PGS Exploration (UK) Limited, Watson Farley and Williams and Landau Zeffertt and Weir / Landau Law all do not acknowledge processing the grievance document which prompted PGS Exploration (UK) Limited to proffer a settlement contract and not proceed through the legal and contractually guaranteed grievance process. The termination settlement contract references SDKs submitted grievance, yet none of the inaccurate and unsigned (by the data subject) personnel file documents do. Even though it is a contractual breach to not proceed through the fair grievance process, PGS Exploration (UK) Limited, Watson Farley and Williams and Landau Zeffertt and Weir / Landau Law bypassed the legal grievance process for a termination settlement contract. SDKs submitted grievance was whistleblowing. PGS Exploration (UK) Limited retaliated by bribing lawyers to process forged documents and illegally terminate a whistleblower.
PGS Exploration (UK) Limited, Watson Farley and Williams and Landau Zeffertt and Weir / Landau Law continue to pervert the course of justice through their fraudulent silence. PGS Exploration (UK) Limited and (former PGS Exploration (UK) Limited secretary) Carl Richards claims against SDK forwarded in Thailand by law firm Duensing – Kippen have prompted no response from Watson Farley and Williams and Landau Zeffertt and Weir / Landau Law. PGS Exploration (UK) Limited, Watson Farley and Williams and Landau Zeffertt and Weir / Landau Law are trying to escape any relation or accountability for the fraudulent termination settlement contract supported by defamatory forged documents which was proffered to illegally terminate a foreign worker whistleblower.
Corruption is dishonest or fraudulent conduct by those in power that typically involves bribery, All of the evil and hardship endured by SDK and his family should have been averted had ICO actually confirmed PGS Exploration (UK) Limited compliance to DPA Principles in 2014! PGS Exploration (UK) Limited, an English company governed by the laws of England, accused SDK of criminal defamation in Thailand under Thai law. PGS Exploration (UK) Limited has misrepresented legal public disclosure – whistleblowing – as defamation under the laws of Thailand.

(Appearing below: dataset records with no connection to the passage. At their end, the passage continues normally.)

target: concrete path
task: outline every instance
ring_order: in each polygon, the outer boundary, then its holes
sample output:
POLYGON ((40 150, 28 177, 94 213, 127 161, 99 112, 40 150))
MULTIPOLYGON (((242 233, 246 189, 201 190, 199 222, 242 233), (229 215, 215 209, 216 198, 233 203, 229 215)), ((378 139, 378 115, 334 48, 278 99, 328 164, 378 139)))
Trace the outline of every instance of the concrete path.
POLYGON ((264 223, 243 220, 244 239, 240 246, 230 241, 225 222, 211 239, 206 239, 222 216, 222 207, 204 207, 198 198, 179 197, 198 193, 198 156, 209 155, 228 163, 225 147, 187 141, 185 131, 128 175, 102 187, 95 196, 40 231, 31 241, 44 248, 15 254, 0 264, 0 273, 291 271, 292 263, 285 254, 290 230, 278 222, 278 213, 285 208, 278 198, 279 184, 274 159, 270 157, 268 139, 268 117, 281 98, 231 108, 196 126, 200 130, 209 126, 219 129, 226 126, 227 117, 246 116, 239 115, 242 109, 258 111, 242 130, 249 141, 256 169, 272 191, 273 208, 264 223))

ICO and ActionFraud refuse to ask even the most simple questions to establish GDPR compliance that protects subject data rights. And this is why the UKs inept handling of fraudsters fuels corruption and makes the UK less safe and secure. SDK is simply pleading that ICO pursue their mission to protect data subjects rights. Ignoring these pleas ensures continued publications exposing PGS Exploration (UK) Limited, Watson Farley and Williams and Landau Zeffertt and Weir / Landau Law crimes. These publications will also disparage ICO and ActionFraud agents and caseworkers. The abuse of power includes not using possessed power and resources to fulfil the mission to protect data subject rights. ICO please demand answers from PGS Exploration (UK) Limited and meet your mission objectives.